Ty chociaż próbowałaś wielokrotnie z nim rozmawiać młody chłopak tym bardziej olewał Ciebie wiedząc, że nie umiesz być stanowcza i wykorzystywał fakt, że zawsze starałaś się go bronić nawet jak coś przeskrobał. Teraz kiedy jednak byłaś w drugiej ciąży nie mogłaś pozwolić sobie na stres i nerwy, zwłaszcza, że ciąża ta była zagrożona. Wasz syn nie robił sobie nic z faktu, że mogłaś w każdej chwili stracić dziecko, a to byłoby dla Was ogromnym ciosem i bólem.

Seokjin starał się chronić Cię przed stresem, ale było trudno zwłaszcza jeśli młody chłopak wracał do domu coraz częściej pijany. Ty w takich momentach nie mogłaś powstrzymać łez, płacząc w kącie gdzie mogłaś być sama. Zastanawiałaś się za każdym razem gdzie popełniłaś błąd myśląc i mając nadzieję, że wychowałaś go to jak trzeba.

Seokjin nie pozwalał Ci dopuszczać do siebie takich myśli przez które byłaś zdołowana. Nie chciał stracić Waszego drugiego dziecka, ani nie chciał, by stała się krzywda Tobie i musiał robić co w jego mocy, abyś nie była pod większym stresem, który i tak miałaś zafundowany.

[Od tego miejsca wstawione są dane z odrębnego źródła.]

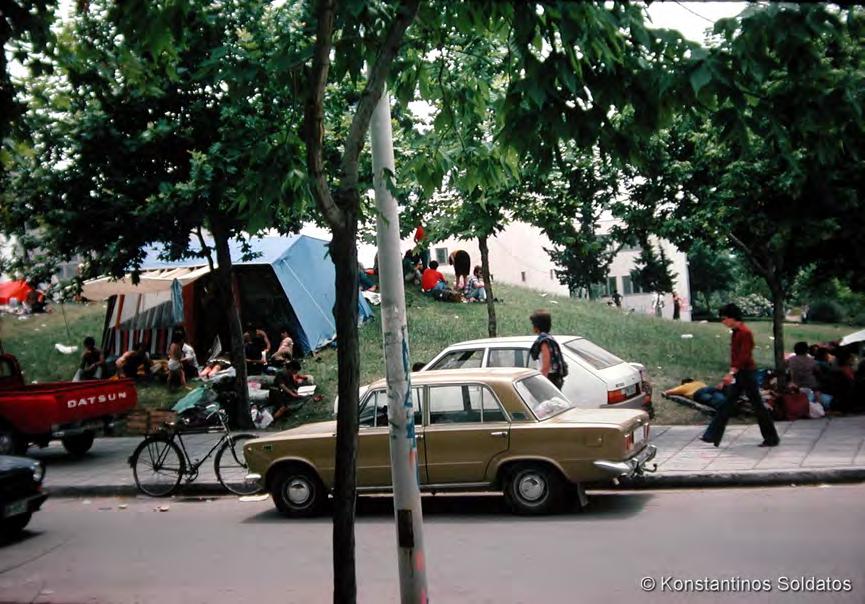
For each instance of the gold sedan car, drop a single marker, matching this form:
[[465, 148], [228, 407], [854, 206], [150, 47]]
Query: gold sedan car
[[489, 429]]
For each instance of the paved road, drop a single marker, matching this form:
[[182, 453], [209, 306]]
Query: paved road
[[225, 550]]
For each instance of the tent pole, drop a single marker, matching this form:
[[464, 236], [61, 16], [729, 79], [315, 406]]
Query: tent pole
[[65, 322]]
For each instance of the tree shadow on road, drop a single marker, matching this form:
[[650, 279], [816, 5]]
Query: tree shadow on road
[[478, 508]]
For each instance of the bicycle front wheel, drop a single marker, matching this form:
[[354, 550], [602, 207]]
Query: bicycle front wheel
[[231, 468], [157, 466]]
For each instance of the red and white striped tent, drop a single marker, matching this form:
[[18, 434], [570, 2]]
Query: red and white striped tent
[[146, 311]]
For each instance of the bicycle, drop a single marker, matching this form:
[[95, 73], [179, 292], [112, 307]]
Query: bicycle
[[159, 464]]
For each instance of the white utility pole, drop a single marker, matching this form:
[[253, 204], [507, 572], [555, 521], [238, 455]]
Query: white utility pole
[[403, 443]]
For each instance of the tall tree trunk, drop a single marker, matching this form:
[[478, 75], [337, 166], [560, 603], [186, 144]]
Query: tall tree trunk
[[343, 250], [778, 299], [229, 296], [488, 283]]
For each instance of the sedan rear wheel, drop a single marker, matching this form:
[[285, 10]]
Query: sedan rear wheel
[[297, 491], [533, 488]]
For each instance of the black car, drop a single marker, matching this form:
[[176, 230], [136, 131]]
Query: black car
[[20, 493]]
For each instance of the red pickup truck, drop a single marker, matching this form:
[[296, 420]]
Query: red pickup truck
[[70, 411]]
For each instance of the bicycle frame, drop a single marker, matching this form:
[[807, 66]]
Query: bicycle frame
[[191, 469]]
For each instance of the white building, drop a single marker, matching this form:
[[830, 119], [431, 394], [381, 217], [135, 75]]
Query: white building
[[517, 257]]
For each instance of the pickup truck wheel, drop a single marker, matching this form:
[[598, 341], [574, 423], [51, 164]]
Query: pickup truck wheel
[[79, 444], [11, 443], [297, 492], [533, 488], [11, 527]]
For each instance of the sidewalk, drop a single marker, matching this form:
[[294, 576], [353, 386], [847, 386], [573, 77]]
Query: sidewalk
[[811, 451]]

Było Wam trudno rozmawiać z własnym dzieckiem, ale musieliście znaleźć sposób, aby móc się z nim dogadać. Kwestia leżała też po jego stronie czy będzie chciał z Wami współpracować czy nie.

YOONGI

-Nie no... uduszę ją - odparł w nerwach Yoongi, który w pokoju Waszej 15 letniej córki znalazł butelki po alkoholu i co najgorsze opakowanie prezerwatyw mając w głowie tylko to, co najgorsze. Wyszedł z pokoju jak burza idąc do kuchni gdzie Wasza córka jadła obiad. Widziałaś chłopaka idącego w stronę Waszego dziecka, ale nie wiedziałaś o co chodziło - Co to jest? Pytam się co to jest? Mam nadzieję, że masz dobre wytłumaczenie inaczej dostaniesz taki szlaban, że skończy Ci się dopóki ja nie zejdę z tego świata.

-A co Ty robisz? Dlaczego chodzisz po moim pokoju? To moja prywatna przestrzeń!

-Chyba się zapomniałaś.

-Co się znowu dzieje? O co poszło tym razem? - zapytałaś wchodząc do kuchni widząc na stole butelki i opakowania należące do osób dorosłych. Byłaś zdezorientowana, ale w myślach miałaś pewne spostrzeżenia.

-O co poszło? Nasza wspaniała córeczka nie dość, że pije to jeszcze na to wygląda, że sypia z kimś.

-Słucham?! Dziecko czy to prawda?

-Mam 15 lat. Mogę robić co chcę! Nic Wam do tego.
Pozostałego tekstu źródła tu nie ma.